Last week I made a lovely connection with a young woman by surprise. We were participating in an event where the leader requested my very least favorite group exercise: gazing in the eyes of a stranger.
I realized it would be far easier to drop my opinion and see what happened than to keep my story. As it turned out …(drum roll)…there was nothing to hate about it. In fact, it was quite sweet. Quiet. Present. Love. This was the groupie thingee that I’d been hating on for the last…oh…thirty years?
After five minutes or so, we talked.
“You have had many lifetimes as a wise woman,” she offered, adding that she had a gift for seeing past lives.
I’m an agnostic on the subject of past lives, but I was honored by the compliment.
“Right now I’m just working on this one,” I responded with more than a touch of irony.
She seemed to want to be helpful. “You should develop the confidence to go for it. Let people see your wisdom.”
I noticed that being willing and confident to share wisdom is no longer a problem for me. I’m comfortable now in that identity, as long as I’m not pretending to know more than I do or to “step up” to an image of being a Wise Woman.
Once I take on that identity, I’m in trouble. I have to pretend wisdom when sometimes I’m not feeling it so much.
On the other hand, I sometimes experience deep gratitude…and grounding, by the wisdom of my female ancestors, those wise women who came before, from my personal family tree as well as the human tree of life.

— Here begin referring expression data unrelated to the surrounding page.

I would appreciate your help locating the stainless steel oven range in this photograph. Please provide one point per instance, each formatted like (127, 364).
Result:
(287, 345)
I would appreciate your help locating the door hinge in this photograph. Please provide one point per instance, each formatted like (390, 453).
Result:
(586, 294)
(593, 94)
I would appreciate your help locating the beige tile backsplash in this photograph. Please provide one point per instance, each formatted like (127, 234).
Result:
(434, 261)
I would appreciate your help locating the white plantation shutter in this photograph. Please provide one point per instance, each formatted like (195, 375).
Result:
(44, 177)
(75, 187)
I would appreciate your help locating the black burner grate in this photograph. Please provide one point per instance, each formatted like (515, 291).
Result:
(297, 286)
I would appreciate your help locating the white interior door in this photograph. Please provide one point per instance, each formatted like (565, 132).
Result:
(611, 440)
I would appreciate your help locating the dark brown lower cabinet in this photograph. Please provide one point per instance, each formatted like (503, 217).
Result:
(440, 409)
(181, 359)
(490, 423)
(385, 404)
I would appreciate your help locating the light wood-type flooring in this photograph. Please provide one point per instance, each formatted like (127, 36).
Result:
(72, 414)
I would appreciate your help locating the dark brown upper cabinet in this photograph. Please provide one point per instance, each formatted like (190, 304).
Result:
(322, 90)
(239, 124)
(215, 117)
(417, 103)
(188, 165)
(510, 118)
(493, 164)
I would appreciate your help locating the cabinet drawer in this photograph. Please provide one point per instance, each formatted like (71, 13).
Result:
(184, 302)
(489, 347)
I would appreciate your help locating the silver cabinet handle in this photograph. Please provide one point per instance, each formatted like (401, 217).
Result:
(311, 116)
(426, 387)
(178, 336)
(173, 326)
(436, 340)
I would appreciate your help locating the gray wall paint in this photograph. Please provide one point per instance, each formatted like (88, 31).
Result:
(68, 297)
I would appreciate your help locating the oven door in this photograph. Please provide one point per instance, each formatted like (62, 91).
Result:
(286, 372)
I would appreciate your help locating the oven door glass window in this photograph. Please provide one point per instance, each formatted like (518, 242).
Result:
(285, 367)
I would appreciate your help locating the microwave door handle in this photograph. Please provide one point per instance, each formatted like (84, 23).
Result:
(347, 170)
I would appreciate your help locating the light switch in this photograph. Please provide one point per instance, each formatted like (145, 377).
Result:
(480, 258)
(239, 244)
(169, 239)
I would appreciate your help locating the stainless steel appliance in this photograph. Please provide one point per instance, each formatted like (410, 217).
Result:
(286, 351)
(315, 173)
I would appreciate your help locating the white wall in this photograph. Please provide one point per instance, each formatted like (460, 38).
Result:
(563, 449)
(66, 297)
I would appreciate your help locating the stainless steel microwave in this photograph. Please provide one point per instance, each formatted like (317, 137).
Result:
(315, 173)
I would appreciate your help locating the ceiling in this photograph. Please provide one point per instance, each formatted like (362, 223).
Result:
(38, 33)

All of us come from many lives of Wise Women. No problem there. Just such a rich pool of deep connection with all that was, all that is.

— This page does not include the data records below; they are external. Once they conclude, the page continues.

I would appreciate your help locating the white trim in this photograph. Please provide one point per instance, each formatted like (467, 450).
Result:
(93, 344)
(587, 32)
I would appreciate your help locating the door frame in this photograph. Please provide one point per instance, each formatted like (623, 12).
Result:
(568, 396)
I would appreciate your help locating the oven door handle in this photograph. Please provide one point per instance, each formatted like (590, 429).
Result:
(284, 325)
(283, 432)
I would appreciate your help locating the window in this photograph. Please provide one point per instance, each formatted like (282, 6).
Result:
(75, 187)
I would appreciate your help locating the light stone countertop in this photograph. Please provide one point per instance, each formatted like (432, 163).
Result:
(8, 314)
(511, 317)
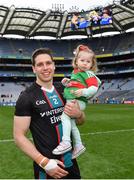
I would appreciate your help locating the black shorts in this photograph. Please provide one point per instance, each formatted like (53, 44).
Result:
(74, 172)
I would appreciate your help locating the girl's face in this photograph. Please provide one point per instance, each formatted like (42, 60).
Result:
(84, 61)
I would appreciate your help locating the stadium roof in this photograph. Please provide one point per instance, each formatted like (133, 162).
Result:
(30, 22)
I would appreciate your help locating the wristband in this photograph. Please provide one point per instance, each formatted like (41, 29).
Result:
(80, 115)
(50, 165)
(41, 160)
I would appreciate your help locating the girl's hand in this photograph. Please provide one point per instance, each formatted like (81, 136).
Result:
(77, 93)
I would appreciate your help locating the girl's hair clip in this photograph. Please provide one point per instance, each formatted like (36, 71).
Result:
(83, 48)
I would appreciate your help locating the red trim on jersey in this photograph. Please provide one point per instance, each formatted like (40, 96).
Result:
(76, 84)
(59, 96)
(92, 81)
(47, 99)
(76, 70)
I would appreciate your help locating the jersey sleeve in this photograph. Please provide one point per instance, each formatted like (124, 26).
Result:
(23, 105)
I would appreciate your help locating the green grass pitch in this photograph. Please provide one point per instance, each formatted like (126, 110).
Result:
(108, 135)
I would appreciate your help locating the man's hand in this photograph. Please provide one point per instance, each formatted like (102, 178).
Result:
(72, 109)
(55, 171)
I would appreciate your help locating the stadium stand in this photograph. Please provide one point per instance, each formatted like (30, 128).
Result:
(115, 53)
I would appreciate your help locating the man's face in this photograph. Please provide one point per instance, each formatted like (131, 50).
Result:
(44, 68)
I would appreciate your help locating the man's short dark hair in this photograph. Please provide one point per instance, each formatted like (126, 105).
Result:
(41, 51)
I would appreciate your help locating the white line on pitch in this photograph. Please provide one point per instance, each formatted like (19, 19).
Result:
(83, 134)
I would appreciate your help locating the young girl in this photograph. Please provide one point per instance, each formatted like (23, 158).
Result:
(82, 86)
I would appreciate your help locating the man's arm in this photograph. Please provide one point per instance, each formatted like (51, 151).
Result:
(72, 109)
(21, 127)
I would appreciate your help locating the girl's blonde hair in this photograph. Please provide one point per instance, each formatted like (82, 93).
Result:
(85, 49)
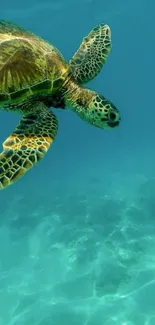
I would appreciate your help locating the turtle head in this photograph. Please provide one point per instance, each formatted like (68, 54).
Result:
(91, 107)
(97, 110)
(102, 113)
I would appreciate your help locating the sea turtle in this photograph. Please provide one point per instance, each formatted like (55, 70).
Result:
(34, 76)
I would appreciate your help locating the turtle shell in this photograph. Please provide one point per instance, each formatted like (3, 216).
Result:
(29, 66)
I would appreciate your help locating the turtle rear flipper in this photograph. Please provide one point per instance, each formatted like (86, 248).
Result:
(28, 144)
(89, 59)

And then, there’s this life. Where we (or I) are sometimes “off,” grouchy or irritable. Where I still sometimes fight with the reality right in front of me.
In the end, what’s worth remembering is that I AM still working on it. It this lifetime. And I’m glad.
What wisdom of the ancestors inspires you today? How do you find your way back to your Wise Person, in this life? Where are you challenged to be as wise as you know how to be? Turn it around: Where are you challenged to not be wise when you think you should be?